The new NIDS will be used as a means to uniquely identify citizens, permanent residents, and temporary residents for the purpose of work, taxation, tracking, government benefits, health care, and other government-related functions.
It is believed that the benefits of the NIDS will be significant for Jamaica, both in the public and private sectors, including registration of births and deaths, criminal records, traffic ticketing, tax compliance, records management, road and drivers licensing, among other things.
As it will become the primary source for identity assurance, it is cited as a necessary tool in the recently approved strategic public-sector restructuring plan (December 2009) that will allow the Government to promote more effective and efficient governance, improved resource management, improved security, and service delivery to its citizens.
Prime Minister Bruce Golding had announced in 2009 that the system would be implemented under his administration, and experts were employed to work out the logistics.
The NIDS now falls under the portfolio of the Ministry of Health, which is working to have it ready to roll out within a few years.
According to the health ministry, the NIDS will provide a comprehensive and secure structure to capture and store personal identity information.
Countries around the world already have similar systems in place, such as the United States' social security number.
The Government is expecting that having this unique identifier will provide a secure basis for each citizen to access an array of benefits and services, including social, health care, and education.

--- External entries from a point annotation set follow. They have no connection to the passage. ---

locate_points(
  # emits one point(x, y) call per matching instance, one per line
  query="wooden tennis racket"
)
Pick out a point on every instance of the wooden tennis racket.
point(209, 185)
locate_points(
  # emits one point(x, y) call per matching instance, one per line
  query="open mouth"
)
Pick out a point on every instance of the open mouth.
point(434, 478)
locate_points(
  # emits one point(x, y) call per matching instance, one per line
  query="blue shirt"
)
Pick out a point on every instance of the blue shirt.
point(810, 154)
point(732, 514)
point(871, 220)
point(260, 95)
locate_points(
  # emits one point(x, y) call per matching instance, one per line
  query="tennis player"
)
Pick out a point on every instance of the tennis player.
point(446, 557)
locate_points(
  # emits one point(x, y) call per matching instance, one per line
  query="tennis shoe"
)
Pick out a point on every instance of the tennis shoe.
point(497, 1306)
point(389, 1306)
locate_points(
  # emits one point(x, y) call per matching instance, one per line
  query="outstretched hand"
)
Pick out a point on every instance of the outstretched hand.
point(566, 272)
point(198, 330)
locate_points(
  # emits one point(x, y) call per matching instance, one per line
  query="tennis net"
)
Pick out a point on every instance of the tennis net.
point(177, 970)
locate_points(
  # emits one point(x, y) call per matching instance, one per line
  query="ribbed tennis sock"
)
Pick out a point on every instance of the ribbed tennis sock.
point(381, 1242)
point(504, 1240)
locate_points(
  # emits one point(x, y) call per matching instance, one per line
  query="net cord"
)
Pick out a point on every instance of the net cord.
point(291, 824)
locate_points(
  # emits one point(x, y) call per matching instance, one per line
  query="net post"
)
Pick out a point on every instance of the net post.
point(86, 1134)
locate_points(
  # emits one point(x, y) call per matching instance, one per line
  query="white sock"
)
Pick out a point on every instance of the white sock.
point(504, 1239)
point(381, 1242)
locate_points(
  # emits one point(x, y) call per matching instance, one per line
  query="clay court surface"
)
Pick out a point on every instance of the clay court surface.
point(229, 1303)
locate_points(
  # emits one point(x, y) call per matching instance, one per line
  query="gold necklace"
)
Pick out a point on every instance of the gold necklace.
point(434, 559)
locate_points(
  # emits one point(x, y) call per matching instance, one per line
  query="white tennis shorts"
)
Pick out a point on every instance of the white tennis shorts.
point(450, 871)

They also believe it will enhance the organisation, management, and delivery of government services to the public, as well as facilitate the growth and development of commerce and economic activity through the provision of a platform of greater security and integrity.

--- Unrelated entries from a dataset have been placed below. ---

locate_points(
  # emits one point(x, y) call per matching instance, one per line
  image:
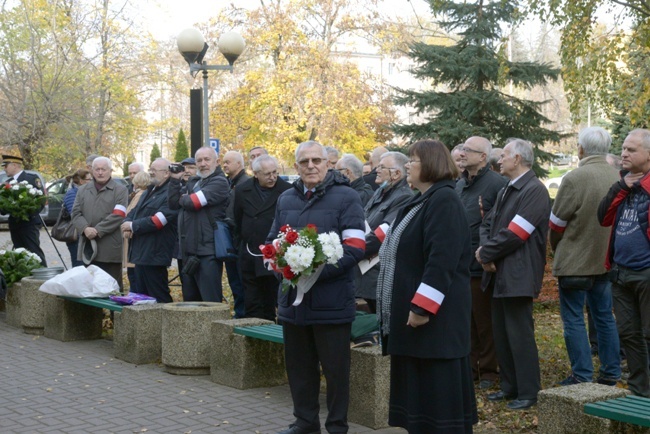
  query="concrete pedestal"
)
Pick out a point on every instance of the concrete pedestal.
point(137, 334)
point(369, 387)
point(242, 362)
point(70, 321)
point(561, 409)
point(13, 305)
point(186, 336)
point(33, 306)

However, such a system is not without its concerns as some feel this will be the 'big brother' at work that will give the Government full autonomy into the very intimate and private details of their lives.
"Not sure I like the idea," said bank clerk Sharon Pinnock. "It seems so invasive, as if I will have no privacy left. It's bad enough with the revelation about the MOUs that someone is listening in on our phone conversations, now this. It's like your life is an open book and you're fully naked for the Government to do as they will."
However, the ministry is advising that it is not as invasive as it sounds, but having this system was essential to tracking criminals and curtailing the problem of crime. In fact, they are convinced persons will feel more secure.
They have also promised to address all the concerns the public may have through public education and consultation.
"Jamaicans are one of the smartest set of people in the world," said Paul Wallace, who sells phone chargers in Kingston. "They can beat any system. If the Government thinks they can use this to keep track of criminals, they really don't know us Jamaicans."
Jamaica currently has a national voter's ID and a tax registration number.